Beiden zijn daarop naar het land gelopen, naar de plaats waar Mojan gewied had. In Mojan’s ziel was het echter donker en drift kookte in hem, want hij had horen verluiden, dat de heer Groeneboom toch het werk zou afkeuren. Als hij mij niet betaalt, dacht hij, dan kan ík niet meer leven, of híj niet.
Ademloze stilte in de kaboepaten. Dit was een zeer dramatisch moment, want die het Recht kent, weet, wat deze bekentenis betekent. Zo moest de daad een misdrijf met voorbedachte rade worden, en dus een halsmisdrijf! In het vooronderzoek had deze Mojan zich niet één keer zo laten gaan.
„Hoe lang te voren had ge dit gevoel?” merkt de president op.
„Vier dagen”, meent de beklaagde, maar later komt hij daarop terug. Het vaste voornemen om de zaak uit te maken met de employé, kreeg hij tenslotte die morgen om vijf uur.
Nu moet hij voordoen, wat er eigenlijk ten 7 uur voormiddag geschiedde. Een oppas wordt geroepen en samen moeten zij reconstrueren wat er voorgevallen was.”

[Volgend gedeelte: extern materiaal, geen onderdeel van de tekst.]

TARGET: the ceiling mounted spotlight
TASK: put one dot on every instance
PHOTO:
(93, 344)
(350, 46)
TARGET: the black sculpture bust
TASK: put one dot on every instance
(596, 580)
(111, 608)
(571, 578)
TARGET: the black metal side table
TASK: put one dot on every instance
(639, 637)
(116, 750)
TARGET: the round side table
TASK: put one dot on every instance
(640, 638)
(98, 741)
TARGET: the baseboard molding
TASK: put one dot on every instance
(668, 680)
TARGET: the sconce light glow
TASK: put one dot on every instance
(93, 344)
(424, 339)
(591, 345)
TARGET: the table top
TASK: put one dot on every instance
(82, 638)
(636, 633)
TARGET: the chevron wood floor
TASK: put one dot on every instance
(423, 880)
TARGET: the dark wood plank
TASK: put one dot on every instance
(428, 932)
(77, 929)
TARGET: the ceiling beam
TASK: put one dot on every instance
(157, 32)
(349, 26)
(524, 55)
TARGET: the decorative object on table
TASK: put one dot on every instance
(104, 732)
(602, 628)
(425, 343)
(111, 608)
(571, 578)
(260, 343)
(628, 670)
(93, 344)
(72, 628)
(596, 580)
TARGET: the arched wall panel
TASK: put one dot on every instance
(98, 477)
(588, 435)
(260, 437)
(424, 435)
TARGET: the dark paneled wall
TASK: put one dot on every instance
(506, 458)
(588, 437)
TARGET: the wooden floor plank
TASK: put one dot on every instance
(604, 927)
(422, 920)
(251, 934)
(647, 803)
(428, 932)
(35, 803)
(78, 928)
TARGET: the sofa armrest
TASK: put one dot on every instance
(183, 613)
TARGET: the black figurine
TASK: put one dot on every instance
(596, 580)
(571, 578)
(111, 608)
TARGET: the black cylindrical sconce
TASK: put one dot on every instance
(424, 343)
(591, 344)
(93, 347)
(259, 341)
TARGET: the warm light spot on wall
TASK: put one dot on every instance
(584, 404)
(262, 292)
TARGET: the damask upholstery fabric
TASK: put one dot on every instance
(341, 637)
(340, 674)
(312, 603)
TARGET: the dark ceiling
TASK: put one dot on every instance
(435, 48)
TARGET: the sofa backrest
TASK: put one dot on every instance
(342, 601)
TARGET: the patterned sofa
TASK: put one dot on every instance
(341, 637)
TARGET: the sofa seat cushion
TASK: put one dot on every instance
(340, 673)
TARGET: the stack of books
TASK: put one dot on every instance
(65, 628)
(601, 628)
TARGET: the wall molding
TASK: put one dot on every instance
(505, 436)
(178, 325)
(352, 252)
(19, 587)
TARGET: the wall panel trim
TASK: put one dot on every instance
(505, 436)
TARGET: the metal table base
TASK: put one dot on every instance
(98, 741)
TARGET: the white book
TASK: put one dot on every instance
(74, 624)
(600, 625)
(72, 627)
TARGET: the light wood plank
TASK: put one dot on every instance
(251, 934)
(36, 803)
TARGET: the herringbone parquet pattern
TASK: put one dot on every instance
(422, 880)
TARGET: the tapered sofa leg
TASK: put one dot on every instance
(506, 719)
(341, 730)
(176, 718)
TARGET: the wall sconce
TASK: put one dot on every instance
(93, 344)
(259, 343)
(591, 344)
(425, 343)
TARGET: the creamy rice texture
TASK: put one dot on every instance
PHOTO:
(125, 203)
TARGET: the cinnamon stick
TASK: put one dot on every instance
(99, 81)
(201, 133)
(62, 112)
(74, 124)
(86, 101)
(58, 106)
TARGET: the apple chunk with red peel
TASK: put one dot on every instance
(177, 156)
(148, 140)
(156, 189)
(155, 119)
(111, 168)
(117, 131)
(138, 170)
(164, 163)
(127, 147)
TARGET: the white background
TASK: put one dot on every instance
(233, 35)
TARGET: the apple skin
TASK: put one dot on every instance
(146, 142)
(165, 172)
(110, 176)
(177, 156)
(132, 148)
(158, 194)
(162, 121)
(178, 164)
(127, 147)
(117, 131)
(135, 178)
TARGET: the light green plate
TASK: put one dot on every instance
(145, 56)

Tot zoverre enkele delen van het eerste verslag in de Indische Courant. Het Nieuws van den Dag vond de verslaggeving maar niets: “Het is geheel in stijl, in imitatie-stijl wel te verstaan, van de criminele verslaggeverij, zoals die in sommige Europese bladen wordt bedreven. Alsjeblieft geen mistverwekkende verslaggeversfantasietjes, geen schemerige lommerlaantjes van fantasieën!”
De sneer van Het Nieuw ten spijt, – het verslag van de Indische Courant werd overal gretig gelezen. Het was namelijk de enige krant met een verslaggever ter plaatse. Als er al een correspondent van het Soerabaijasch Handelsblad aanwezig is geweest, – deze zag zijn verslag pas een week later gepubliceerd.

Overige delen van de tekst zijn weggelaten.